Вода была лишь в трех фляжках, предусмотрительно припрятанных старшиной, как говорится, на пожарный случай. Три фляжки на пятнадцать человек! На каждого человека приходилось по столовой ложке в день. А пить хотелось так, что ни о чем другом не думали. Особенно страдали раненые, жажда мучила их из-за большой потери крови. А тут, как назло, перед глазами море, воды сколько хочешь!.. Вода снилась, и всегда почему-то льющаяся – то бегучим лесным ручьем, то у водопоя, когда вынутую из колодца холодную, мокрую бадью выливали в корыто, а лошади с прихлёбом высасывали ее…

На седьмой день, по моим расчетам, мы находились на траверзе мыса Цихис-Дзири, пора было сворачивать на Батуми. И вот тут показался самолет. Я решил – наш, патрульный, ведь тут рядом турецкая граница. Оказалось, то был немецкий самолет…

Капитан-лейтенант замолчал. Затем поднял забинтованную руку, покачал ею, указал еще на глубокий шрам на голове и сказал: «Вот результат этого налета!..» – Он снова сделал паузу, поднялся со стула и закончил: – Через три дня, за время которых мы схоронили еще четырех товарищей, нас наконец подобрал тральщик и привел в Батуми. Вот и все…

Шел второй час ночи, когда я вышел провожать «до трапа» капитан-лейтенанта. Ему утром предстояло лечь в госпиталь, а мне – лететь на Черное море.

…Город Поти с потерей Крыма и Новороссийска стал базой Черноморского флота: здесь стояла эскадра, квартировали различные флотские штабы, комендатура, морские и береговые службы. Сюда был эвакуирован Севастопольский морской завод, госпиталь, офицерский клуб. Поти стал многолюден, а его небольшая гостиница «Колхида», воздвигнутая еще до революции, была переполнена, как порт кораблями, а река Риони лягушками. Из-за огромного количества лягушек в Риони кто-то шутя окрестил Поти Квакенбургом. Для меня город оказался весьма щедрым – столько людей встретил! Да и на кораблях побывал: на эсминце «Сообразительном», на подводной лодке у капитан-лейтенанта Ярослава Иоселиани, человека, родившегося в горах и отдавшего себя морю. Здесь же, в Поти, я познакомился с одним офицером с подводной лодки «Щ-209», от которого и узнал подробности того, как «Щ-209», на которой в ночь на первое июля сорок второго года уходил из Севастополя генерал И. Е. Петров, сняла в море с катера начальника штаба Приморской армии генерала Н. И. Крылова и сына генерала Петрова.

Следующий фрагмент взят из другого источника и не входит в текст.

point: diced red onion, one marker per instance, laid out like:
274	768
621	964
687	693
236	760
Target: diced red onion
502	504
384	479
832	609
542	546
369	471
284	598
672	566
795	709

В тот час, когда «Щ-209» принимала на борт с рейдового буксира, в районе 35-й батареи, командование Приморской армии во главе с генералом И. Е. Петровым, а также штаб коменданта береговой обороны во главе с генералом Моргуновым, сын генерала, Юрий Петров, расхаживал тут же по берегу в районе 35-й

батареи – он не был в списке «двухсот – трехсот» ответственных работников и командиров, которым было разрешено эвакуироваться на Кавказ.

Здесь его и обнаружил начальник штаба Приморской армии генерал Н. И. Крылов. Причем случайно увидел с борта собиравшегося уже отойти катера, на который сам-то он попал в последний момент благодаря ловкости матросов: его принесли на берег на шинели (генерал еще не долечился после тяжелого ранения), раскачали и бросили на руки команде катера. Вот отсюда и увидел генерал Крылов лейтенанта Юрия Петрова – в это время по берегу прошелся луч немецкого прожектора. Крылов приказал взять на борт лейтенанта.

Все это случилось в тот час, когда «Щ-209», на которой находился командующий Приморской армией, с большим риском и осторожностью уже пробиралась в узком фарватере через минный пояс, прикрывавший Главную базу с моря.

В лодке стояла изнурительная духота. Пассажиры очень страдали – многие из них в последние дни работали до изнеможения. Однако всплыть, чтобы освежить воздух в помещениях, нельзя было: катера противника шли по ее следу, как волки, то и дело они сбрасывали глубинные бомбы, да не по одной, а сериями. Лодку подбрасывало огромной силой гидравлического удара, летели заклепки, гас свет. Экипаж с большим напряжением вел лодку на заданной глубине через «Севастопольский лабиринт».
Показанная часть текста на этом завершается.